Let’s say we can open. We allow what, 25% capacity? 25%, and to take a loan on top of that, you can’t pay back anything. You’re already under the eight ball, and now the eight ball is just going to crush you if you haven’t already been crushed. I’m fortunate because we were saving up for a couple big-ticket items, and I pushed back on that figuring we should see where we are in the second half of the year. Thank God I did that or else it’d be an even more serious situation had I spent all that money in the first quarter. I got lucky. That’s what it came down to: just luck.

If this place closed, I would be devastated, my name would be associated with this demise. Even with something like a benefit show, the problem is the uncertainty of when? What? How? Hopefully, God willing, we get to the other side and can call upon a couple favors and say “Please, whatever you guys can do,” but what to ask when we don’t even know what’s going on is impossible really.

As much as we want to get out and resume some type of normalcy, I think it’s going to be strange for a very long time. Until we get that vaccine, our normal is never going to be normal. Everyone I talk to, it’s pretty much the same. It’s the uncertainty.

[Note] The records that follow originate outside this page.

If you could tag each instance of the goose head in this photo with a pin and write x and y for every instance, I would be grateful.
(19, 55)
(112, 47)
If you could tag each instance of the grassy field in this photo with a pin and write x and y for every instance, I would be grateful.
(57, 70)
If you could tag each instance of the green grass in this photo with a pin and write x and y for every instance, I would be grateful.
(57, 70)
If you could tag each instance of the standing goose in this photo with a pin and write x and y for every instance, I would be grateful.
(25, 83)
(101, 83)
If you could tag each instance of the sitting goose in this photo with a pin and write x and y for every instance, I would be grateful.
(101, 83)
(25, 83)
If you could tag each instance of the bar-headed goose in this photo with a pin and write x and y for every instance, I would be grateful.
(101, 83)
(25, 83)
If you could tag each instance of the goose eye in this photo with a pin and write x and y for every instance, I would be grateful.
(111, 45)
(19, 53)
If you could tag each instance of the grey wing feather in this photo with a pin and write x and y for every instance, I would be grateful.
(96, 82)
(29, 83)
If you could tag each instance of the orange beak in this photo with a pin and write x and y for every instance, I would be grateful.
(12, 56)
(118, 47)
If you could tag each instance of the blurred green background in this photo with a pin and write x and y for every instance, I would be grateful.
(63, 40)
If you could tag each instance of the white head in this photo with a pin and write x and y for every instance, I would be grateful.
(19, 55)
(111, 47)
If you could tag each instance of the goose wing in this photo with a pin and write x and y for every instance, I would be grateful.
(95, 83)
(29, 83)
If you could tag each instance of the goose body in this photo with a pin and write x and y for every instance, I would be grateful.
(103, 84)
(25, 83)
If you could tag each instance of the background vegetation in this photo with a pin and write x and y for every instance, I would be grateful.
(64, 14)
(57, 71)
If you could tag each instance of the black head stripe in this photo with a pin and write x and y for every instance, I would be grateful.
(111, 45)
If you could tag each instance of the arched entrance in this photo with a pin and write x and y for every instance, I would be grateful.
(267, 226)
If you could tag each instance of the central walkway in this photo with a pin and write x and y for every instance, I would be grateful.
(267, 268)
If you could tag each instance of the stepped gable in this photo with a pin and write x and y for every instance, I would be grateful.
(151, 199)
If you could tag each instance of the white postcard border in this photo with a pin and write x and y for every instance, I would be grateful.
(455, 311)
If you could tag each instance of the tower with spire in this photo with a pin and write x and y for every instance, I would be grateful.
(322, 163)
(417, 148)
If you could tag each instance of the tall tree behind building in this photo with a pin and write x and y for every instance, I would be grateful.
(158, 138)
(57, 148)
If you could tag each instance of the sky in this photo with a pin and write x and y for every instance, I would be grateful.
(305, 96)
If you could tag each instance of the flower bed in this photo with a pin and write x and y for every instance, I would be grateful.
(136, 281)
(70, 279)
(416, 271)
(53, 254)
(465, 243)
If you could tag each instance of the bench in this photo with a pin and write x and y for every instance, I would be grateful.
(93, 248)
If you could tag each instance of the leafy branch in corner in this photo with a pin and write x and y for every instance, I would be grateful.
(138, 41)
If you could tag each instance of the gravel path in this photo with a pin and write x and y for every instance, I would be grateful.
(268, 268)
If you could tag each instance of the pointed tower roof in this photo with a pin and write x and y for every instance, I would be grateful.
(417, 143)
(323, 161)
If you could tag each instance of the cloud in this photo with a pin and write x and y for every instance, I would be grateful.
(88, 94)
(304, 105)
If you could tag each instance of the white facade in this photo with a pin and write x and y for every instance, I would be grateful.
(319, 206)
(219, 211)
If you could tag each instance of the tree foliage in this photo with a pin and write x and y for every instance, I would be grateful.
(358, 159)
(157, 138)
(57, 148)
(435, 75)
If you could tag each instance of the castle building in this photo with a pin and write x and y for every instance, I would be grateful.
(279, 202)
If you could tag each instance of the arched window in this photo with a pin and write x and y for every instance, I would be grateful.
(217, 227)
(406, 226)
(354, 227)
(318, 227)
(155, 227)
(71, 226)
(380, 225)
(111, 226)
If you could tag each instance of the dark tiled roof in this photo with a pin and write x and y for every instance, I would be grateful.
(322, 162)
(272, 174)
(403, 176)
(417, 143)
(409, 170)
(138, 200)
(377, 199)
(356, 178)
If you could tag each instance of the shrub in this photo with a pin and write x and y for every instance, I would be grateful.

There’s going to be casualties, who are they? When we make it, what does it look like? How do we keep our bands, employees and patrons safe?  I’m not saying someone wielding a gun is ok, but at least you can react to that and try to do something. What do you do with a threat you don’t see? We’re talking about safety guidelines. The government has to start whether it’s city or state, it has to give us some guidelines. At the same time, is it fair to expect a door person to take someone’s temperature? They’re not qualified to make those kinds of decisions on safety. But what would that look like? What’s the daily operation going to look like?

I know how fortunate we are. This place has been around a really long time, and it’s been really lucky being in Los Angeles. It’s a primary market. Like it [or] don’t like it, that’s the reality. We’ve been fortunate to have artists and managers, reporters, that have a story for the Troubadour, it meant something to them. It’s very humbling. We’re in a way better position than a lot of these venues. I know it and I’m grateful, but even with all the things going for us, I’m still as scared as everybody else because I just don’t see… it’s a step forward and three steps back.

These venues are important for so many reasons, forget the economic aspect of it. These venues are like families to the people who work there and play there, and the patrons that come there become like family. They come all the time. You see the happiness when their favorite band plays. You see that “aha moment”. Even sometimes when I don’t understand the artist, I can see it. I see it when I watch the crowd. You cannot stream that, you cannot go to the Staples Center for that. I’m not saying you can’t have a good time at Staples, however that moment that you feel, that camaraderie you feel, you cannot experience anywhere else like a small venue.